Timothy Banks, head of the privacy and security practice group at Dentons Canada LLP, says a cultural change in relation to patient privacy would also help combat unintentional data breaches by health authorities since a lax attitude to security often contributes to many exposures of personal information.
“These are not high-tech breaches. We’re seeing garden-variety cases of unencrypted hard drives on stolen laptops and USB keys dropped in the playground.
There’s a culture in which employees are permitted to remove files containing very sensitive information from the premises. I think there’s much that can be done in increasing the level of accountability among employees.”

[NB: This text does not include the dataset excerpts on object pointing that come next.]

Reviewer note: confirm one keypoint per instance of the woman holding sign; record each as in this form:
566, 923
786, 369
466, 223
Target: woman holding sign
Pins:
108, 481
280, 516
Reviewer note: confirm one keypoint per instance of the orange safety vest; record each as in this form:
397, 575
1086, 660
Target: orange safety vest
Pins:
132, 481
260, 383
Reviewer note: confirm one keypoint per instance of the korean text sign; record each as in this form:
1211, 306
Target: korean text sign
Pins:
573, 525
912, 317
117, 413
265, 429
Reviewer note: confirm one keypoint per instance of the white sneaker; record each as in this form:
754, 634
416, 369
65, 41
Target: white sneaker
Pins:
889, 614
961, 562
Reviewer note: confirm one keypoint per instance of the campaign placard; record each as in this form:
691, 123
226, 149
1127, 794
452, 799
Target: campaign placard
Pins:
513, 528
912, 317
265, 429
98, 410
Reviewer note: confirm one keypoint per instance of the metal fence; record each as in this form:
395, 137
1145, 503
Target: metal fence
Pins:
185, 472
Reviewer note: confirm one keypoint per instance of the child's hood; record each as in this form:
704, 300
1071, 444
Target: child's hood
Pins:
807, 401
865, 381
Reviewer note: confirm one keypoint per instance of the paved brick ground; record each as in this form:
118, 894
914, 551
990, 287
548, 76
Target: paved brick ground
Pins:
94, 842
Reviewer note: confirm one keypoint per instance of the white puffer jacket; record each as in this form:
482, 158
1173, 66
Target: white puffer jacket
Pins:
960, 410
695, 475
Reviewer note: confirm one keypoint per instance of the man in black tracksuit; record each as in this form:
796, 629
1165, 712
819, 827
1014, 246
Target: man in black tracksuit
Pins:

Newfoundland and Labrador has emerged as a hotbed for class actions related to alleged snooping by employees with three of the province’s health authorities facing claims from disgruntled patients. Western Health is facing a lawsuit by a representative plaintiff on behalf of more than 1,000 class members who allege a clerk improperly accessed their records. The class action against Eastern Health involves 122 patients and alleged misconduct by 11 employees while a similar action is targeting Central Health. None of the allegations have been proven in court.
Goodis’ office offers online training for employees and managers aimed at reducing instances of unauthorized access to patient health information. He says employers can limit the chances of a deliberate breach by implementing access controls for employees depending on their need and logging and auditing access to make sure workers don’t get casual about viewing records unrelated to their work. Appropriate discipline, depending on the circumstances of a breach, can also play a part in driving the message home, he says.
Flags to denote employees and family members who are also patients of the custodian can be a useful extra layer of security, according to Goodis, since interpersonal conflict “seems to be a common theme” in incidents involving wrongful access of patient data.
That was the case in the landmark privacy case of
Jones v. Tsige in which the Court of Appeal for Ontario created the new privacy tort of intrusion upon seclusion. In that case, the plaintiff successfully sued the common-law partner of her former husband for inappropriately accessing her banking information 174 times over four years.
At the OBA event, Alex Cameron, the partner at Fasken Martineau DuMoulin LLP who represented the defendant, told the audience a “target was painted” on the health-care sector by the court’s decision when it specifically mentioned intrusions into health records as an example of when a claim may arise.
Although the intrusion must be intentional for a claim to succeed, the court made clear that this includes recklessness, a threshold Cameron says could potentially be a factor in cases involving a failure to keep up with best practices in privacy protection.
“Think about that and your encryption of mobile devices and whatnot,” said Cameron.
“There are a lot of things that are just standard practice and if you’re not up to that level at this point, then you’re going to potentially get a finding of recklessness, I think.”
However, Borden Ladner Gervais LLP class actions partner Barry Glaspell told the gathering that the transience of the law in the area is just one of the barriers to nascent health privacy class actions.
“Eventually, these issues are going to get to the Supreme Court of Canada and we may not have a tort of seclusion or whatever by the time we get to the Supreme Court,” said Glaspell.
Glaspell said the number of class members and the value of each claim rarely reach the scale necessary to get plaintiffs’ counsel interested and noted that in cases with settlements, the terms have generally favoured defendants. For example, in
Rowlands v. Durham Region Health, a case involving a lost memory device containing the health records of 85,000 individuals immunized during 2009’s H1N1 flu scare, the settlement required affected patients to show they had suffered a loss as a result of the data breach with the only compensation paid out so far being the $500,000 in counsel fees.
And since any class action settlement will likely come from taxpayer money, Glaspell said health-care defendants will likely get “quite a bit of sympathy” when they get to court. With that advantage in cases lacking egregious circumstances, he said it’s particularly important for custodians to act properly once they discover a breach.
“Good or bad behaviour after the problem arises is crucial from a class action perspective because bad behaviour is what class actions are supposed to work on and post-incident bad behaviour can become the cause of action, not that actual action at the beginning.”